To illustrate the concept of MPT, let's consider an example of two assets: a stock and a bond. The stock has an expected return of 10% and a standard deviation of 20%, while the bond has an expected return of 5% and a standard deviation of 10%. If an investor invests all of their money in the stock, their expected return is 10% with a standard deviation of 20%. If they invest all of their money in the bond, their expected return is 5% with a standard deviation of 10%.

However, if the investor combines the two assets in a portfolio with a 50/50 allocation, the expected return of the portfolio is

=(0.5 x 10%) + (0.5 x 5%) = 7.5%

Assuming a correlation of 0 (i.e., the returns of the two assets are uncorrelated), the standard deviation of the portfolio is:

= sqrt((0.5^2 x 20%^2) + (0.5^2 x 10%^2))

= 0.1118 or approximately 11.18%

So, by combining the two assets in a portfolio, the investor has achieved a lower standard deviation than investing all of their money in the stock, while still earning a higher expected return than investing all of their money in the bond.

The Markowitz Model uses several inputs to determine the optimal portfolio allocation, including:

• Expected returns of individual assets
• Standard deviation of individual assets (a measure of risk)
• Correlation between asset returns (a measure of how the assets move in relation to each other)
• Investor's risk tolerance (how much risk they are willing to take on)
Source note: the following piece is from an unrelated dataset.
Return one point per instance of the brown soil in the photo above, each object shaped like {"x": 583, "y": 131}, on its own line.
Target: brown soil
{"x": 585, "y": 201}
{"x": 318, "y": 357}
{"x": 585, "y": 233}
The model calculates the efficient frontier by plotting the expected returns and standard deviations of all possible portfolios that can be created by combining the assets in the portfolio. The optimal portfolio is the one that lies on the efficient frontier and provides the highest expected return for a given level of risk.

Application of MPT

Overall, MPT is a powerful tool for investors and financial professionals, and its applications are numerous.

• Asset allocation: MPT is often used to determine the optimal allocation of assets in a portfolio. By analyzing the risk and return characteristics of different assets, MPT helps investors create a portfolio that maximizes returns while minimizing risk.
  
• Risk management: MPT is useful in managing risk by diversifying the portfolio across different assets. By spreading investments across different asset classes, investors can reduce the overall risk of the portfolio while maintaining a certain level of expected return.
  
• Portfolio optimization: MPT helps investors create an optimized portfolio by identifying the efficient frontier, which is the set of portfolios that provides the highest expected return for a given level of risk. By selecting a portfolio that lies on the efficient frontier, investors can achieve the highest possible return for a given level of risk.

Key Takeaways

1. MPT is a framework for portfolio management that aims to maximize the return on a portfolio while minimizing its risk by creating a diversified portfolio of negatively correlated assets.
2. The risk of a portfolio should be measured in terms of its variance or standard deviation, rather than just the risk of individual assets.
3. MPT assumes that investors should be concerned with the risk of the portfolio as a whole, rather than just the risk of individual assets.
4. By combining assets with different expected returns and standard deviations in a portfolio, an investor can achieve a lower standard deviation than investing all of their money in one asset while still earning a higher expected return than investing all of their money in the other asset.
5. MPT can be used for asset allocation, risk management, and portfolio optimization.
6. The efficient frontier is the set of portfolios that provides the highest expected return for a given level of risk and can be used to identify an optimized portfolio.